The meetings and events industry comprises some of the hottest global talent in communications and marketing. The industry makes a great economic contribution and is a core part of the marcoms mix. I can see this, as I work with the industry and have plenty of experience of what it actually does. Unfortunately those without this window on the industry, who comprise the majority of business professionals and consumers around the world, don’t get this picture. For many the industry is a glorified party planning business, flying people around the world to great locations to have a great time. This view has not been a problem until recently, as perceptions of waste either financial or resources play very badly in a recession and for the industry this is compounded by the lack of external understanding of its real value. The industry is an easy target.
What has this got to do with sustainability you might think?
Well everything right now. The issue of federal funding for failing companies in the USA and recent press attention focused on money spent by these companies on events, has prompted a wave of industry self justification in response to adverse press coverage. The fact that it needs to do this speaks volumes about its historic ability to convey its importance and relevance to the world at large. This focus on economics is relevant and important, but risks missing the bigger picture on sustainability.

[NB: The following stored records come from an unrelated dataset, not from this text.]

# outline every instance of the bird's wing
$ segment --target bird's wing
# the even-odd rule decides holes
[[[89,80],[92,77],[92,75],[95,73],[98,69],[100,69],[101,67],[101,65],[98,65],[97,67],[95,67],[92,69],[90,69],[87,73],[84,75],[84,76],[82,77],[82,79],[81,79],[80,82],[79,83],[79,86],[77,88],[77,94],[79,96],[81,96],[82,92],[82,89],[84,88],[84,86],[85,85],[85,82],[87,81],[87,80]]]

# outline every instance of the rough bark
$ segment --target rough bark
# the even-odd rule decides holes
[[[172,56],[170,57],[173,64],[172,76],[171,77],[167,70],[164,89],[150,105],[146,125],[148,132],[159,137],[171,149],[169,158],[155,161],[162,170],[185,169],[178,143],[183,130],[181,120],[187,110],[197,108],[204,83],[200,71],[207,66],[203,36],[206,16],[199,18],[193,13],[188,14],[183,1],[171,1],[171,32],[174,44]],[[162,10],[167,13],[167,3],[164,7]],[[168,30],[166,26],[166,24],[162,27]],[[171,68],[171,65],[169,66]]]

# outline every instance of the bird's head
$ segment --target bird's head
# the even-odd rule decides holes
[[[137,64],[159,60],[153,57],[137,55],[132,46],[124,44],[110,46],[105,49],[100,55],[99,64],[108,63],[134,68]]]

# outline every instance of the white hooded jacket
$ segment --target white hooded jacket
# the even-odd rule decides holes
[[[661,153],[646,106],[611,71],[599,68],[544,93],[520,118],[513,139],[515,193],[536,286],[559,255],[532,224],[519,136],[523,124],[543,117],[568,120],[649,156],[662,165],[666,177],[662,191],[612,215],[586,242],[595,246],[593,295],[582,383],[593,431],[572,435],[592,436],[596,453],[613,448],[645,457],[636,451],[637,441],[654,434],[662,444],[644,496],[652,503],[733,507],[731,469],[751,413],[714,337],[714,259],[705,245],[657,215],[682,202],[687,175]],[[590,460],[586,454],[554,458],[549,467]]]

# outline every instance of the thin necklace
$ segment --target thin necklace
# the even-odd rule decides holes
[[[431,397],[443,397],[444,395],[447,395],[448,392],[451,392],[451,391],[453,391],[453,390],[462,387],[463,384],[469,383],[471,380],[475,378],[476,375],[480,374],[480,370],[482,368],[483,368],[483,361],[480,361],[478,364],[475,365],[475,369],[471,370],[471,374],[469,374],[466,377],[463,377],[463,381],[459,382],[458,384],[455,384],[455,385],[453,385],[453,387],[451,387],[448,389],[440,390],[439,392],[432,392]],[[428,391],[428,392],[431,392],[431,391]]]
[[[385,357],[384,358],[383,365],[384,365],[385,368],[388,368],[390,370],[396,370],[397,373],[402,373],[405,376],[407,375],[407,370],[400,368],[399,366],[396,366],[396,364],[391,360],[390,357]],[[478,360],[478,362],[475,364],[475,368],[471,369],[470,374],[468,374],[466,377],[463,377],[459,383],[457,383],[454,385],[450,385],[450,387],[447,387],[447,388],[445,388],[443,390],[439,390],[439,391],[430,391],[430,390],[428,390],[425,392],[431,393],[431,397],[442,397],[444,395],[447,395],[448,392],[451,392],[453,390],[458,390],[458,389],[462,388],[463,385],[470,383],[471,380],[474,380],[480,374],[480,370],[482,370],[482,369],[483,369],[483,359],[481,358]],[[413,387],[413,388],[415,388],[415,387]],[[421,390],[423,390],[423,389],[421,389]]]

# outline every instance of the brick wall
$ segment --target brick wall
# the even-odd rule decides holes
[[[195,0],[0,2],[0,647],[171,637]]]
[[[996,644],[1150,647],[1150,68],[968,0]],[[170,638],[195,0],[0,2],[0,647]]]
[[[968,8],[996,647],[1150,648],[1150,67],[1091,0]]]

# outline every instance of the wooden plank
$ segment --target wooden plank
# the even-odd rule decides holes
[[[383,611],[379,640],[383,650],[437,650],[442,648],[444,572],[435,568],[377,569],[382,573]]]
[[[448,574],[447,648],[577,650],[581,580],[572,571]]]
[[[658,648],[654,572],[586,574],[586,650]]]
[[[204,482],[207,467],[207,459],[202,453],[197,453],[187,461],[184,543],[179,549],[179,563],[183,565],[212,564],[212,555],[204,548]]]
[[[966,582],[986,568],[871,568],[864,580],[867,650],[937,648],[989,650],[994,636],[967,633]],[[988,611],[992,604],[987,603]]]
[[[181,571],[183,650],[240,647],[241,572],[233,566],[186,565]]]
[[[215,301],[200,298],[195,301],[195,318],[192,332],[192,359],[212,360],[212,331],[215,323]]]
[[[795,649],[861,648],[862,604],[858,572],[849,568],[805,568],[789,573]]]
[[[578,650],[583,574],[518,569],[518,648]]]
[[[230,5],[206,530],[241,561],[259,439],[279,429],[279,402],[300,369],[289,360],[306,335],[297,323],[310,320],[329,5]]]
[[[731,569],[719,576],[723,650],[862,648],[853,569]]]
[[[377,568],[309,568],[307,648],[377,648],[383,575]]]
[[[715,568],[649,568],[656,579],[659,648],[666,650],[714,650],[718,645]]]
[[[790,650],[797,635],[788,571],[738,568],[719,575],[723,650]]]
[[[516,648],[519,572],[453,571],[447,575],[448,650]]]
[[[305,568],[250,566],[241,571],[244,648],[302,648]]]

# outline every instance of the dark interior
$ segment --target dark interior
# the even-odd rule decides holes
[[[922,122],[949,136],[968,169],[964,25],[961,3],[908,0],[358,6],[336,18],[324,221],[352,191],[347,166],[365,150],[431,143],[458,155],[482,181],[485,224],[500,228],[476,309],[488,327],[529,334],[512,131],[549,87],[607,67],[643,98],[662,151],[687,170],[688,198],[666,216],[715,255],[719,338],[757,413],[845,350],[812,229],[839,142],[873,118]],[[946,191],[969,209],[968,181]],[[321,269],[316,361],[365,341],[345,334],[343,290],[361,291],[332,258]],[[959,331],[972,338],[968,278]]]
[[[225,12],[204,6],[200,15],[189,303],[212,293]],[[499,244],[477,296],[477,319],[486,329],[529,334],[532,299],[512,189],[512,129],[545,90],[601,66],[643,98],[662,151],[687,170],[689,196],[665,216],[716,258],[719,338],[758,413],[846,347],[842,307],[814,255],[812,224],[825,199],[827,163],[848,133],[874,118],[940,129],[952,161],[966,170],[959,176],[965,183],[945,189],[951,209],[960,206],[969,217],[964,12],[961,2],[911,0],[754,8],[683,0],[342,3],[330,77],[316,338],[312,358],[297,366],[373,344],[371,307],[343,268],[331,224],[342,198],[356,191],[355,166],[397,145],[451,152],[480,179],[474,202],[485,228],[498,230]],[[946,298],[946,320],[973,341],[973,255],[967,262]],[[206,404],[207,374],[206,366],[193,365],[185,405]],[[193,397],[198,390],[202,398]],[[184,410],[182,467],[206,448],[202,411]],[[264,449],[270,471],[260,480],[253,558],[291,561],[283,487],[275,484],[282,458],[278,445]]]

The industry has been very vocal and active on sustainability issues, but there is a risk that this impetus may be derailed with serious consequences for the industry. The grim economic outlook focuses attention on business survival and short term decision making, which is an understandable response, but not always best for longer term success. Mutterings are heard that sustainability is a luxury that cannot be afforded and should be put on the back burner until things improve. In the meantime companies and industry associations focus on communicating the economic importance and other self-sustaining commercial messages.
Here’s the problem.
If sustainability is abandoned at this point, the industry becomes very vulnerable. Today’s press exposure of large amounts spent on corporate events will turn seamlessly into a focus on waste of non financial resources. You can see the headlines: “Giant Company ABC wastes 10,000 tons of Co2 and creates 2,000 tons of rubbish in three days at a luxury event in the Caribbean.” At this point the industry has no reasonable response, unlike its current arguments on its economic value.
Sounds far fetched? – not really.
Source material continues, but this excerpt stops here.